# New Coolidor plastic smell?!



## blaled (Sep 14, 2012)

So I bought a cooler for a coolidor. Followed the bleach and water and then baking soda routine. After that I aired it out for a little while, then I put an old cigar box with about 6 old dried out cigars in it to try to give it a better smell.

Long story short I bought two boxes of cigars for it, thinking that when I added them it would get rid of the smell altogether. Needless to say it still smells bad in my cooler. 

So my question to all of you is, what is my best course of action? Should I take the cigars out and try to clean and air out the coolidor a little longer(I have no where else to store cigars and it is really dry out here in west texas) or do I wait til the B&M opens and try to go buy some old boxes to put in there?

Any help would be much appreciated! I would really hate the ruin these cigars!

Thanks in advance!


----------



## BaconStrips (Jun 3, 2012)

I have used newspaper to remove unwanted smells. Just grab a few pieces and ball them up lightly and leave them in there for a few days. I don't have a cooler but this has worked in my humidor.


----------



## Habanolover (Feb 22, 2006)

BaconStrips said:


> I have used newspaper to remove unwanted smells. Just grab a few pieces and ball them up lightly and leave them in there for a few days. I don't have a cooler but this has worked in my humidor.
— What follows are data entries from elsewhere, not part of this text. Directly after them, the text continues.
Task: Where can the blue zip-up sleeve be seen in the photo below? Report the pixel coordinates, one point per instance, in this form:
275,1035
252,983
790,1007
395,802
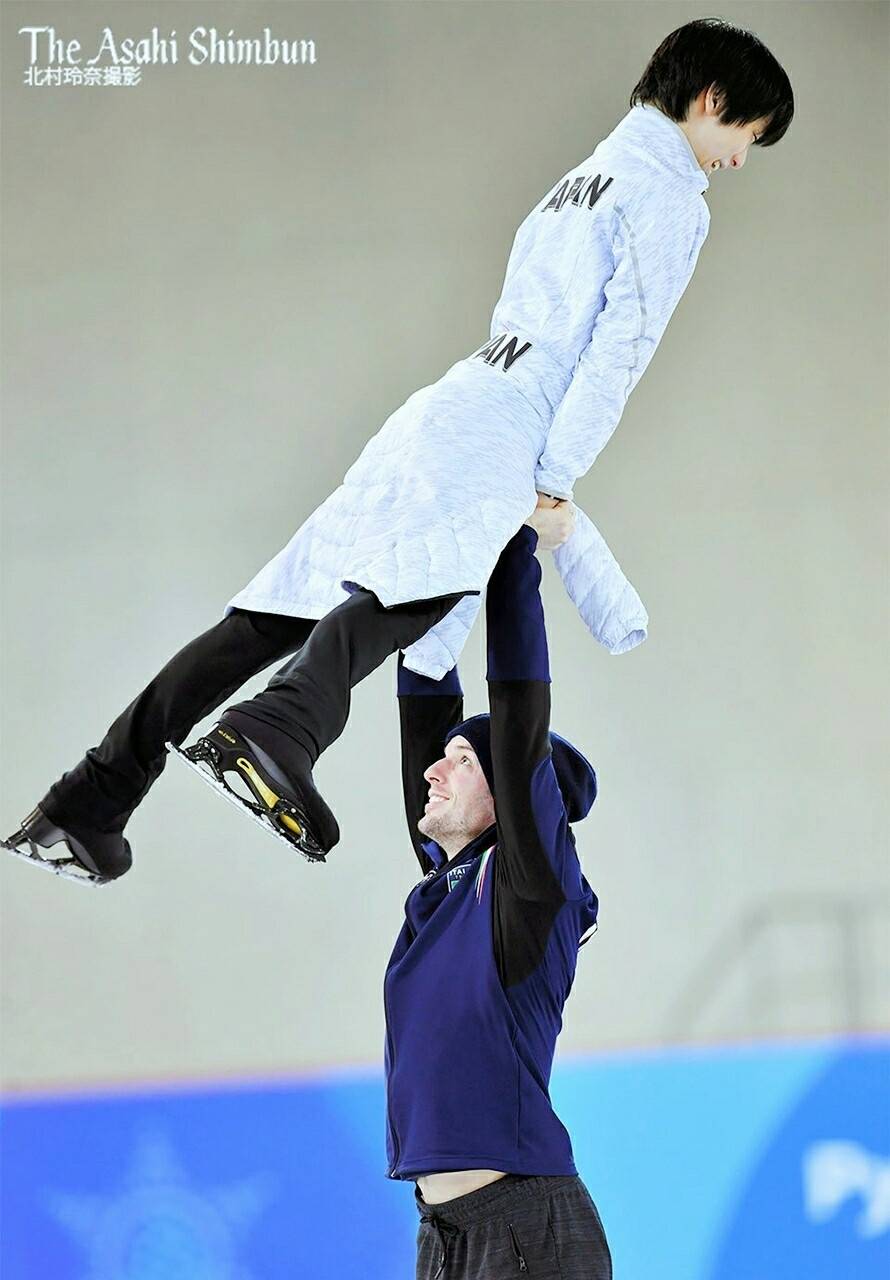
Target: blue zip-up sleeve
537,859
427,711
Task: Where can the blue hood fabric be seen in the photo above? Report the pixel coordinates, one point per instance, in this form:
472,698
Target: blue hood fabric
575,775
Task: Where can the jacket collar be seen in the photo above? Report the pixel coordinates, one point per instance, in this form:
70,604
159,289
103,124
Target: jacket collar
477,845
648,129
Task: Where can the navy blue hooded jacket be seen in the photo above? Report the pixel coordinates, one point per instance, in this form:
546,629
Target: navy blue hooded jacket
485,959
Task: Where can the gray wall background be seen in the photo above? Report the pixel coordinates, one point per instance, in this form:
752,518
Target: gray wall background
217,286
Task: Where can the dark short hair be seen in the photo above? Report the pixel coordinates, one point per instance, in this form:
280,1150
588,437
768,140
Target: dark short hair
751,83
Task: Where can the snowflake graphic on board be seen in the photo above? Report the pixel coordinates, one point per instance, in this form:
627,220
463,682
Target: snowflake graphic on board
160,1226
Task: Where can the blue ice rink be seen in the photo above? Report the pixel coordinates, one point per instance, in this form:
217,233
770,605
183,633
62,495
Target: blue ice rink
756,1162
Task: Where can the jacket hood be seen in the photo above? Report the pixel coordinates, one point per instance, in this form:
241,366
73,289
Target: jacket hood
575,775
658,141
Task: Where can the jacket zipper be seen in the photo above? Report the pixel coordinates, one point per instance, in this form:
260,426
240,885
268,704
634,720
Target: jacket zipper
523,1264
392,1065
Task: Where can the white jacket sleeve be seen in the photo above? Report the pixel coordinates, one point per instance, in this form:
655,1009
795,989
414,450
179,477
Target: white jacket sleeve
655,254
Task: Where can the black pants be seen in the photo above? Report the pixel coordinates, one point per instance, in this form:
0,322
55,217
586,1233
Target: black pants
541,1228
302,709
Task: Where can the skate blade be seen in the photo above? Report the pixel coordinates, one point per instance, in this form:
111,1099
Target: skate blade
208,776
65,867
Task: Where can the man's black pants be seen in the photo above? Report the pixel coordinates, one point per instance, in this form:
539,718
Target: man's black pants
542,1228
302,709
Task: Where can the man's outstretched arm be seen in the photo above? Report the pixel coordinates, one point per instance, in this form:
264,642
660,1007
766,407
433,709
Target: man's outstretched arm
535,854
428,709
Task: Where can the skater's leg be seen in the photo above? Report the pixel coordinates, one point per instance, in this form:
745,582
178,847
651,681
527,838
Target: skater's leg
306,704
109,782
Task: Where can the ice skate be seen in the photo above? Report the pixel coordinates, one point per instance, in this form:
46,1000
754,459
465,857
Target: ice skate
274,803
95,856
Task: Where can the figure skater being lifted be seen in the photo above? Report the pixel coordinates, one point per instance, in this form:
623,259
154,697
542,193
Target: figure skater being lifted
407,542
If you are concerned about it then the quoted post usually works very well. Having several coolers I will say that all I have ever done is wipe down with bleach/water and then rinse and leave outside for a day or two. While there was still some plastic smell it usually disappears after a few weeks of loading with cigars and boxes.


----------



## blaled (Sep 14, 2012)

I appreciate the advice guys. Would it hurt the cigars if I left them in the cooler with the crumpled up news papers?


----------



## nikonnut (Dec 4, 2011)

Blake, 
A wise man (pale horse) told me to scrub vigorously with distilled vinegar. He was right! Worked wonders on my wineador.


----------



## Guest (Dec 25, 2012)

nikonnut said:


> Blake,
> A wise man (pale horse) told me to scrub vigorously with distilled vinegar. He was right! Worked wonders on my wineador.


lol, I was just about to say that! I am glad it worked for you 

I have used distilled vinegar to cleanse 2 coolerdors and 3 tupperdors of the plastic smell, worked like a charm every time. Let it sit for a while then wipe it down with distilled water and you should be good to go.

I posted a thread about it here: http://www.cigarforums.net/forums/v...8-easier-way-remove-cooler-plastic-smell.html


----------